All of us at Emerging Civil War would like to thank our veterans and active duty troops. Memorial Day to many has turned into early vacations, barbeques, and baseball games. None of these activities would be possible without the sacrifices made by the men and women of our armed forces. Be they in an active war zone, in a peaceful duty station abroad, or serving on base in the United States; they are making sacrifices ranging from time away from loved ones to risking their lives to defend American freedom’s and values.
In our humble way I have placed together a short collection of photographs ranging from the founding of our nation to the liberation of Europe.
Again thank you and have a safe and happy holiday.
Fort Ticonderoga fell to Benedict Arnold, Ethan Allen and the Green Mountain Boys on May 10, 1775. The fort was a strategic stronghold on the south end of Lake Champlain. Future Secretary of war Henry Knox came to the fort and through will and determination he and his men hauled the heavy guns across the frozen lake and rugged countryside to Boston, where the guns were employed by George Washington. The guns helped bring and end to the Siege of Boston and earned Washington his first significant victory as a military leader.
The U.S. National Arch at Valley Forge was designed by Paul Philippe Cret. The arch is dedicated to George Washington and his army and was dedicated in 1917.
The pre-dreadnaught battleship Maine was sunk in Havana Harbor on February 15, 1898. Today parts of the USS Maine are in Arlington National Cemetery. The sinking of the Maine helped lead the United States into the Spanish American War.
The 3rd Infantry Division was part of the American Expeditionary Force during World War I, where they earned their nickname “The Rock of the Marne.” On July 14, 1918, the division took part in Aisne-Marne Offensive. During a heavy German counter attack the division took up a defensive position along the Marne River in France. With other units retreating the 3rd Division stood their ground helping to stem the German offensive.

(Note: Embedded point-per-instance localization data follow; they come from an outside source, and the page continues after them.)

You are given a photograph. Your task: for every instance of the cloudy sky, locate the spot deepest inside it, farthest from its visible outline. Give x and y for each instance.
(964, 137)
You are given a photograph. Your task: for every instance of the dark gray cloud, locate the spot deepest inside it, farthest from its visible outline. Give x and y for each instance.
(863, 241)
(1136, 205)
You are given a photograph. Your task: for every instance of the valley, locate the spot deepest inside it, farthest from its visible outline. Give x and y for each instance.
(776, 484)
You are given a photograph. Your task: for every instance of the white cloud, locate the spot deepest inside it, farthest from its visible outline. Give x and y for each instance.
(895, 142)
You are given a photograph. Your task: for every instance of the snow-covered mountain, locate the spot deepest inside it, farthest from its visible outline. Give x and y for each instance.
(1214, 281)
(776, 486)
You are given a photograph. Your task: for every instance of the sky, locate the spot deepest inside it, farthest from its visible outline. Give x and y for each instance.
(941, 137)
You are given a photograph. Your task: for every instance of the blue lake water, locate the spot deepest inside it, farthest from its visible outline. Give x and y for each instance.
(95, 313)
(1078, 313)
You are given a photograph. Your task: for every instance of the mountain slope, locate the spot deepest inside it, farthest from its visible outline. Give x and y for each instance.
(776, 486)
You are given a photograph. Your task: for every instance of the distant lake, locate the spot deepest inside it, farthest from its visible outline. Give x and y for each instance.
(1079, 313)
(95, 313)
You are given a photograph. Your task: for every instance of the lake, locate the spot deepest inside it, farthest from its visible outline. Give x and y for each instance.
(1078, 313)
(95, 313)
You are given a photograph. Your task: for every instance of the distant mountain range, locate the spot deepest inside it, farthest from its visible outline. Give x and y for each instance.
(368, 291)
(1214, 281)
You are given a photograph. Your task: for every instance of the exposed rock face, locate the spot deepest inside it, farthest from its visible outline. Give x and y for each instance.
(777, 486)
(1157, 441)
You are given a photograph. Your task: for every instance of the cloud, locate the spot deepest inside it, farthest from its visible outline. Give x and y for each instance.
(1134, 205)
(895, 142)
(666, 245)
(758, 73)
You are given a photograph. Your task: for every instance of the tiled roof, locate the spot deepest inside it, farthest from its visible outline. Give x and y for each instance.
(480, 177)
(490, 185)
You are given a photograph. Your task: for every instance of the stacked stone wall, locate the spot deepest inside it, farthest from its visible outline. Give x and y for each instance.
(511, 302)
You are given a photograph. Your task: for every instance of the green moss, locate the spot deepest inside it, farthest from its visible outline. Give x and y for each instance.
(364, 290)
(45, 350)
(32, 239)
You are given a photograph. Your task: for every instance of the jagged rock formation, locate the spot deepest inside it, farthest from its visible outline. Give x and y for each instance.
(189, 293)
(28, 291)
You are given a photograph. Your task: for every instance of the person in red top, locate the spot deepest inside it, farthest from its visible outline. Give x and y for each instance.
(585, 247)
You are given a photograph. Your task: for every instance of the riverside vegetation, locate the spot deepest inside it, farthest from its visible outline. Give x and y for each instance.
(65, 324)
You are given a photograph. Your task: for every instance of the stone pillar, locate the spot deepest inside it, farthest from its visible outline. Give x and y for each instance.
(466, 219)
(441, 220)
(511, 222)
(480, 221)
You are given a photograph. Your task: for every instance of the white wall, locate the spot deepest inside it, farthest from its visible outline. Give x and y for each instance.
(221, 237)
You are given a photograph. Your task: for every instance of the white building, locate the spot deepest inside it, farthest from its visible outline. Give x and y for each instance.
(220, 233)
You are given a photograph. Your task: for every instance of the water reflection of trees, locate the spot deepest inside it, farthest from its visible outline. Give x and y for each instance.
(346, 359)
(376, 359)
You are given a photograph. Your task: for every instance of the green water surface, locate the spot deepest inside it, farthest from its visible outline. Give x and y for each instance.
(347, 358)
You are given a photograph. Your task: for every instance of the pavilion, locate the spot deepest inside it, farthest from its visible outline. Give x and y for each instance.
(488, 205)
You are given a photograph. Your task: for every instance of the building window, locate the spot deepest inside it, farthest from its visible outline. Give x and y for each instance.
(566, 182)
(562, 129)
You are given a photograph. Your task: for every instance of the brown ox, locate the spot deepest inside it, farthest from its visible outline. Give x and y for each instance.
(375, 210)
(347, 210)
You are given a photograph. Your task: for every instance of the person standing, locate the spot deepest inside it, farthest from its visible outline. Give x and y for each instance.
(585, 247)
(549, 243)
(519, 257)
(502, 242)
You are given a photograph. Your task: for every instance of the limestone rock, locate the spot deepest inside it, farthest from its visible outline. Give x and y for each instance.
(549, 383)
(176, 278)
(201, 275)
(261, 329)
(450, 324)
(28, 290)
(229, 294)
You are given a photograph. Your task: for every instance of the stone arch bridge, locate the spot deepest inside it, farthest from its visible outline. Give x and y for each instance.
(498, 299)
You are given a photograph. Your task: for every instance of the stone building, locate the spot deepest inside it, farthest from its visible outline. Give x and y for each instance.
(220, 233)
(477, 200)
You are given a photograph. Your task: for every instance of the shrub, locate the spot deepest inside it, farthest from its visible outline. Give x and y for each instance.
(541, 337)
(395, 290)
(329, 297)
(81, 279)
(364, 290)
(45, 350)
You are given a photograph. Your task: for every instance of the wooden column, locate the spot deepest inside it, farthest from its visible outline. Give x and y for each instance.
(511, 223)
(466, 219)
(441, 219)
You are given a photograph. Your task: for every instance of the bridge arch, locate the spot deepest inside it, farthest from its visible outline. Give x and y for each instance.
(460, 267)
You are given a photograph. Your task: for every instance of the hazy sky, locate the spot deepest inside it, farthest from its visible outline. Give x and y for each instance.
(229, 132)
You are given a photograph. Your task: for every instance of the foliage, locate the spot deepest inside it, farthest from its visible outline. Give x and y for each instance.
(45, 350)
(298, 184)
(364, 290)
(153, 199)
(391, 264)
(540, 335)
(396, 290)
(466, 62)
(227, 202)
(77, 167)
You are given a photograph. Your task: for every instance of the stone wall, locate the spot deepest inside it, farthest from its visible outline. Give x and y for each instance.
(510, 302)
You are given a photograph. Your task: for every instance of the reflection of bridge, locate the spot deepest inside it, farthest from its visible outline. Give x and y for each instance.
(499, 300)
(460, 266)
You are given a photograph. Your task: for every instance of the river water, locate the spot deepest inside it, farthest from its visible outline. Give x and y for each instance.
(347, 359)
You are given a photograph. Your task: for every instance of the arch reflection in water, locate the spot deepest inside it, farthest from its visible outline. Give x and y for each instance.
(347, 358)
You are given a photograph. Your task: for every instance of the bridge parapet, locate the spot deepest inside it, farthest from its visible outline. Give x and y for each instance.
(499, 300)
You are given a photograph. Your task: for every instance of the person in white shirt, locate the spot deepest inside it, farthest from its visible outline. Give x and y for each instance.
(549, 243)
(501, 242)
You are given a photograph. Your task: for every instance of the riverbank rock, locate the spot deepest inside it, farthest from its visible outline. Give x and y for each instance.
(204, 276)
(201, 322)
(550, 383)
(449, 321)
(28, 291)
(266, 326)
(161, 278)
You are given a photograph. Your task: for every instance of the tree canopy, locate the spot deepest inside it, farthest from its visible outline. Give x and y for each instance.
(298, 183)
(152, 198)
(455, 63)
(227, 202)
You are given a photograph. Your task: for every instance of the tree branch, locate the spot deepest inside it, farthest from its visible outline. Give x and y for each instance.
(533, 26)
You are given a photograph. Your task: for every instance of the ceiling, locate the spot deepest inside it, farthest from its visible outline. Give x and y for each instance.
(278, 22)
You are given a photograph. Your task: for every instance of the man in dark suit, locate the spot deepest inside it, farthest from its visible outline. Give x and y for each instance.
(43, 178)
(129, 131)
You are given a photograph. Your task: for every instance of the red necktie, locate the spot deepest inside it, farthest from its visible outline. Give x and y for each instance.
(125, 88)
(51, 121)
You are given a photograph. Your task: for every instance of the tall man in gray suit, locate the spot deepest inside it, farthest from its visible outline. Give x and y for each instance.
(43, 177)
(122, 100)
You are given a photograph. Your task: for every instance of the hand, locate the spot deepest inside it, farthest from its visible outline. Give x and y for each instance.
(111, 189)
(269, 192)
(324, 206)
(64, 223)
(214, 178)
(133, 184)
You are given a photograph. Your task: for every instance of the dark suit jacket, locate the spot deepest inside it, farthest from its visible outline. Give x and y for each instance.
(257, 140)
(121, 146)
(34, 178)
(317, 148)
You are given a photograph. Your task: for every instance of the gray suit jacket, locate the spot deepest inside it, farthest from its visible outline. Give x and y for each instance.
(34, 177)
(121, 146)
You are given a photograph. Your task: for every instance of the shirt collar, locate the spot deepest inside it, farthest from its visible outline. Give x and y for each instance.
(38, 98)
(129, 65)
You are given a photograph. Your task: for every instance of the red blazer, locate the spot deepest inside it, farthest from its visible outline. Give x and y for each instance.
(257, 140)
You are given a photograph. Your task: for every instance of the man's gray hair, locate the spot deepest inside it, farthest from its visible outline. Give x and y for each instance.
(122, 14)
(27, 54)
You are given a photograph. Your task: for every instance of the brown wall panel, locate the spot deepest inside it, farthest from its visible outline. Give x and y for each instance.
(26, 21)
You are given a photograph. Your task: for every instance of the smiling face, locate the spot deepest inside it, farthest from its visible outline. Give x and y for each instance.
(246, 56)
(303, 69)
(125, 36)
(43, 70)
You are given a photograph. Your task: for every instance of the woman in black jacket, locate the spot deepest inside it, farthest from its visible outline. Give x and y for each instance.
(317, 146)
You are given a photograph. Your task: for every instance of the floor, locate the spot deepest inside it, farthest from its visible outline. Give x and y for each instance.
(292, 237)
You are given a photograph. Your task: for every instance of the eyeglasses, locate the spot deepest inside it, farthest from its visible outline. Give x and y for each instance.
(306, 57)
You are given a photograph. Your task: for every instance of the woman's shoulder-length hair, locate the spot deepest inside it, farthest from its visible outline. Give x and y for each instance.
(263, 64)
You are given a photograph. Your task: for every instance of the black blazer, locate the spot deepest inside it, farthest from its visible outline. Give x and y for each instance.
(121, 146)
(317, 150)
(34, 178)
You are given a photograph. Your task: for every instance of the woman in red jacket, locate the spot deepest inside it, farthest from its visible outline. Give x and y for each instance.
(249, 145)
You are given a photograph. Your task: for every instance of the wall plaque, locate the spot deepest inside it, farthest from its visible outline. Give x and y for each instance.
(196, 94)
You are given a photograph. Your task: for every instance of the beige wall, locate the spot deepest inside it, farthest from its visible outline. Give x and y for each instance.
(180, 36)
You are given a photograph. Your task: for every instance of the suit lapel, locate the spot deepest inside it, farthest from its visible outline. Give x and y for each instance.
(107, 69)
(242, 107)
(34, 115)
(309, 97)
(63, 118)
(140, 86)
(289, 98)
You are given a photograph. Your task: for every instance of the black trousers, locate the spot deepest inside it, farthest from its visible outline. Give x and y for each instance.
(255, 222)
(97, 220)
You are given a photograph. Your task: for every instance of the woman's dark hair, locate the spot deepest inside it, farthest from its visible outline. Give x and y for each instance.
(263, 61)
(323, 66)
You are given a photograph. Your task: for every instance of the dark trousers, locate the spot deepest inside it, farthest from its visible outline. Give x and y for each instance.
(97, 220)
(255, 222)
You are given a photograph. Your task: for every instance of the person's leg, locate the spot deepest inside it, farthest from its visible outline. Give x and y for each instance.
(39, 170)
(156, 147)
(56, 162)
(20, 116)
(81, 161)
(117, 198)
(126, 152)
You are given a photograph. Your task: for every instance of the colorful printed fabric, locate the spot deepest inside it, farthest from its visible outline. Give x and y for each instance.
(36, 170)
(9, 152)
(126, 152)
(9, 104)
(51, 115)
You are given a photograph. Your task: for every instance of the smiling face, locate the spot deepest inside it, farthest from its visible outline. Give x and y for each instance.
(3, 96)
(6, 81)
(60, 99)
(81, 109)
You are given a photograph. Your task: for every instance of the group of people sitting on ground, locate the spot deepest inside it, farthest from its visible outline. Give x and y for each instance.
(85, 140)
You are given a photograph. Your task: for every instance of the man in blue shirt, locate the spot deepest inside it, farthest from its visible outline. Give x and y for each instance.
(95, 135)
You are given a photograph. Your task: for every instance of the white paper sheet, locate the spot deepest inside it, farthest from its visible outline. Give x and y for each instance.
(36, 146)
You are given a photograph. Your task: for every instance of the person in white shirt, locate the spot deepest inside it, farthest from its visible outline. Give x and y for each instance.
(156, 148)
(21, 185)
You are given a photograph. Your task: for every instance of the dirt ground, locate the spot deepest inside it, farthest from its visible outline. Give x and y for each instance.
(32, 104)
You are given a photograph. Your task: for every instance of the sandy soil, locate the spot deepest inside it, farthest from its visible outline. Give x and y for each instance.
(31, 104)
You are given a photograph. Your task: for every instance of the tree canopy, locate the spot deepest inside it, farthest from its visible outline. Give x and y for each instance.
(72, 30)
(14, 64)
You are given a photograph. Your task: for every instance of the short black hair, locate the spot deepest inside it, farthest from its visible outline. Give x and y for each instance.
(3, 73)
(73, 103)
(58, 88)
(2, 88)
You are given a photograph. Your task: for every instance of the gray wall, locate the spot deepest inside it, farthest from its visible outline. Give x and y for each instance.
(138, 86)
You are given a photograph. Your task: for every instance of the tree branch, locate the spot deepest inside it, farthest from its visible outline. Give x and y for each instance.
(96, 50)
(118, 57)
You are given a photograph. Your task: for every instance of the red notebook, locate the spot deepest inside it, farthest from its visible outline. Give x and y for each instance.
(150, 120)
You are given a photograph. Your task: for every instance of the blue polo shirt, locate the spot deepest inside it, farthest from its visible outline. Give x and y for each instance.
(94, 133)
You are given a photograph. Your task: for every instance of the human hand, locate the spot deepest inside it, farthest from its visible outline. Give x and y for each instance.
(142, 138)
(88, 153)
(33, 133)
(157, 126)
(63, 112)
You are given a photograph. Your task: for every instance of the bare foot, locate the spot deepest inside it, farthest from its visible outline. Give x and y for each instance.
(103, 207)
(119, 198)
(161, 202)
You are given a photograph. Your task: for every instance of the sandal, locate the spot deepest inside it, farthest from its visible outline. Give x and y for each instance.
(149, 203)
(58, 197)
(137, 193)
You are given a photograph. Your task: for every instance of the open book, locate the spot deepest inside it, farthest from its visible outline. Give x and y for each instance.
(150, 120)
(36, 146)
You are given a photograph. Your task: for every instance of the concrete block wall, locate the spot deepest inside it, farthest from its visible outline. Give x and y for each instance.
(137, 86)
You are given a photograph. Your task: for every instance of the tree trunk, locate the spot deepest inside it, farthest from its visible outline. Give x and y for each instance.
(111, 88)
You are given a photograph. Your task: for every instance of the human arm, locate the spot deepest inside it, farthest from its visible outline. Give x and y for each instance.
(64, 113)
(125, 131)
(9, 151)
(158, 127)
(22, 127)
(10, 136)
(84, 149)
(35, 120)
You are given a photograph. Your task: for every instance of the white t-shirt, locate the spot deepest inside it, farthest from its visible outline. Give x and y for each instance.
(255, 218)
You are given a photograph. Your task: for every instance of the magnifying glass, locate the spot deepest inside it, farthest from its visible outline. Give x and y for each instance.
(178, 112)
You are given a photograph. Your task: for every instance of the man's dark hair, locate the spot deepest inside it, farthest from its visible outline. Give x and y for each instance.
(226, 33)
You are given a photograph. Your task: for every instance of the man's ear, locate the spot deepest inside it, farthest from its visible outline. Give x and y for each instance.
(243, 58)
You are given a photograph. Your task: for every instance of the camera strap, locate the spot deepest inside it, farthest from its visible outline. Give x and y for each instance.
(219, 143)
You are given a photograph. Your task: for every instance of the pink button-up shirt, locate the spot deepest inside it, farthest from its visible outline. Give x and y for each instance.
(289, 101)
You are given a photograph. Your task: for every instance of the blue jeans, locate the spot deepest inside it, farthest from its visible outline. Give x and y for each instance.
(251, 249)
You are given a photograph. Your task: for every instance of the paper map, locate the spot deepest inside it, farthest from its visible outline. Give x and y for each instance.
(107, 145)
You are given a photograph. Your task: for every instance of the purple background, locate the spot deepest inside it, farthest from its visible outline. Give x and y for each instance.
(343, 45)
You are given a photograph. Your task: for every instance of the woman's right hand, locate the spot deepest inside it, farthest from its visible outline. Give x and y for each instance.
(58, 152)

The imposing bow of the Iowa Class, USS Wisconsin looms over a city street in Norfolk Virginia.
The North Carolina Class battleship USS North Carolina is moored today in Wilmington, NC.
On D-Day, June 6th 1944, the American 2nd Ranger Battalion under the command of Lieutenant Colonel James Rudder, scaled the impressive cliffs of La-Pointe-du-Hoc to silence the massive German 155 Howitzer battery, that could fire on both Utah and Omaha Beaches. Using rocket propelled grappling hooks and scaling ladders the Ranger climbed from tossed and turned landing craft up the cliffs. When the Rangers reached the top they found the guns were not there. They were withdrawn about 1 mile to the rear, where the Rangers located and disabled the guns saving incalculable Allied lives.
Elements of the United States 1st Army, in the form of the 1st (The Big Red One) and 29th (Blue and Gray Division) Infantry Division’s hit Omaha Beach in-force at H-Hour 06:30. Omaha proved to be the worst in regards to terrain and casualties, of the five liberation beaches, a fact that was known to 1st Army commander Omar Bradley. The worst casualties were sustained by the Company A of the 116th Regimental Combat Team, 19th Division. The 116th came ashore near where the above picture was taken on Dog Green Sector of Omaha Beach, near the Vierville Draw. The landing craft dropped their ramps at 06:36 and all hell broke loose. By the time Company B of the 116th arrived 40 minutes later, Company A already had lost two-thirds of their men.
The American Cemetery at St-Laurent-sur-Mer sits atop the bluffs of Omaha Beach. The cemetery of 172.5 acres and the beach below the bluffs were given to the United States by the Nation of France. Today the cemetery is the final resting place of 9,387 American servicemen. The marble Crosses and Star’s of David face west toward the United States.